THE FIREPLACE ROOM
Three artists meet in this fascinating room in Casa Testori, creating a dialogue that has recourse to bold, involving expressive forms. Marco Cingolani has brought into play a banner-poster, an authentic piece of publicity art. The slogan, in great letters, poses a demand that might seem obvious if it were not negated at every moment by reality Il dovere al potere [Let Power Stand by Duty]. The sheer nakedness of the work leaves us speechless: it is like a cry echoing in silence. While the banner is a work that Cingolani has carried with him for many years, almost as an imploration, the painting in this room was specially created for the exhibition at Casa Testori.

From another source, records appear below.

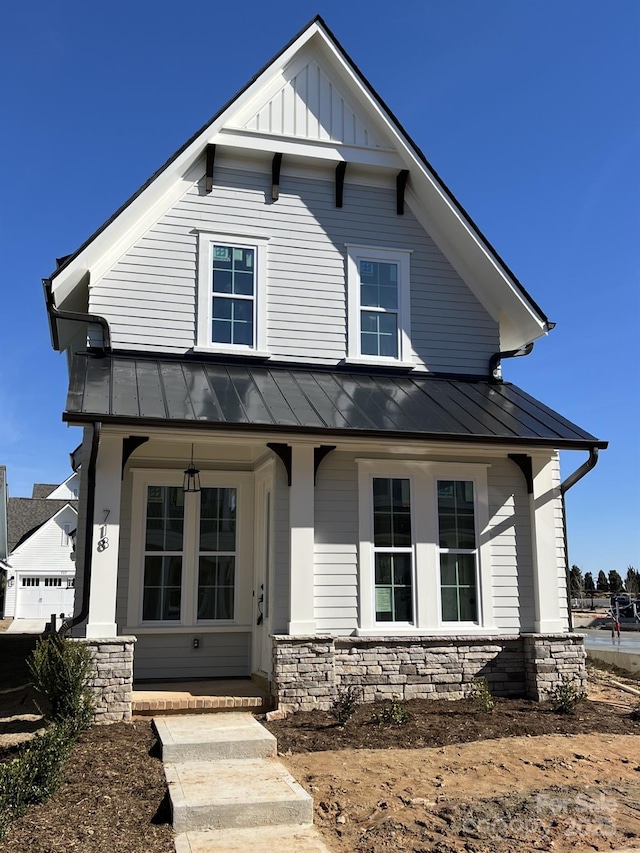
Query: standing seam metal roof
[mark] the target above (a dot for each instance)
(134, 389)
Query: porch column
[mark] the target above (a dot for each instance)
(545, 527)
(301, 541)
(106, 539)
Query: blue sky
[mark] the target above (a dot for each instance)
(528, 110)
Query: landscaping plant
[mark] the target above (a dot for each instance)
(481, 695)
(393, 714)
(61, 669)
(345, 704)
(565, 696)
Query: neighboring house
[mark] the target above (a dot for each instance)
(296, 310)
(39, 567)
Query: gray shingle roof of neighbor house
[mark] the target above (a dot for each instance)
(43, 490)
(26, 515)
(140, 390)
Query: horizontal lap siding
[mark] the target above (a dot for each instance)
(336, 545)
(173, 656)
(510, 535)
(150, 296)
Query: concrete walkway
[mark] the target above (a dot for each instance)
(227, 791)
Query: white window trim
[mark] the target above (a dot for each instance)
(204, 343)
(424, 476)
(401, 257)
(243, 483)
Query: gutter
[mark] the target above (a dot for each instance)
(567, 484)
(68, 624)
(56, 314)
(495, 373)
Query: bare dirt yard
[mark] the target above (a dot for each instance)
(451, 780)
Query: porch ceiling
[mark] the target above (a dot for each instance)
(140, 390)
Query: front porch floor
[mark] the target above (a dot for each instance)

It is a portrait of Bernard de Mandeville, an Anglo-Dutch physician, philosopher and satirist to whom we owe a definition of hypocrisy which has entered the common language: “Private vices, public benefits”. His best-known book, in fact, published in 1714, is entitled “The Fable of the Bees: or, Private Vices, Public Benefits”. In its first version, it was called “The Grumbling Hive, or Knaves Turn’d Honest”, leaving no doubt as to the real identity of the “public benefits”.
Massimo Kaufmann has brought to Casa Testori a “shouted-to-the-fourwinds” version of a work he created at the beginning of the 1990s. As with Cingolani, the chosen means of expression was deliberately shouted to the four winds: a wallpaper which exaggeratedly enlarges the original and emphasizes its disquieting message. The cycle took as its inspiration Goya’s celebrated caprices, a merciless depiction of corrupt society, dominated by lies and abuse of power. Kaufmann reinforces this message with a bold, contemporary language. The originals were created, in fact, with typewriter characters, accentuating the caricatural aspects of this portrayal of a society seemingly corroded by all-pervasive corruption. In order to stress the public scope of the message contained in this work, Kaufmann also created a signed and numbered version of the wallpaper, on sale to visitors.
Stefano Arienti has contributed a fascinating Installation to this room, entitled Lame Italia [Italian Ploughshares], in which tools belonging to memories of the artist’s rural origins – he was born in Asola, in the Province of Mantua – assume an enigmatic appearance, as if they have lost the positive sense of their function. A delicate metaphor illustrating the overturning of values that ensues as a result of social pathologies such as corruption.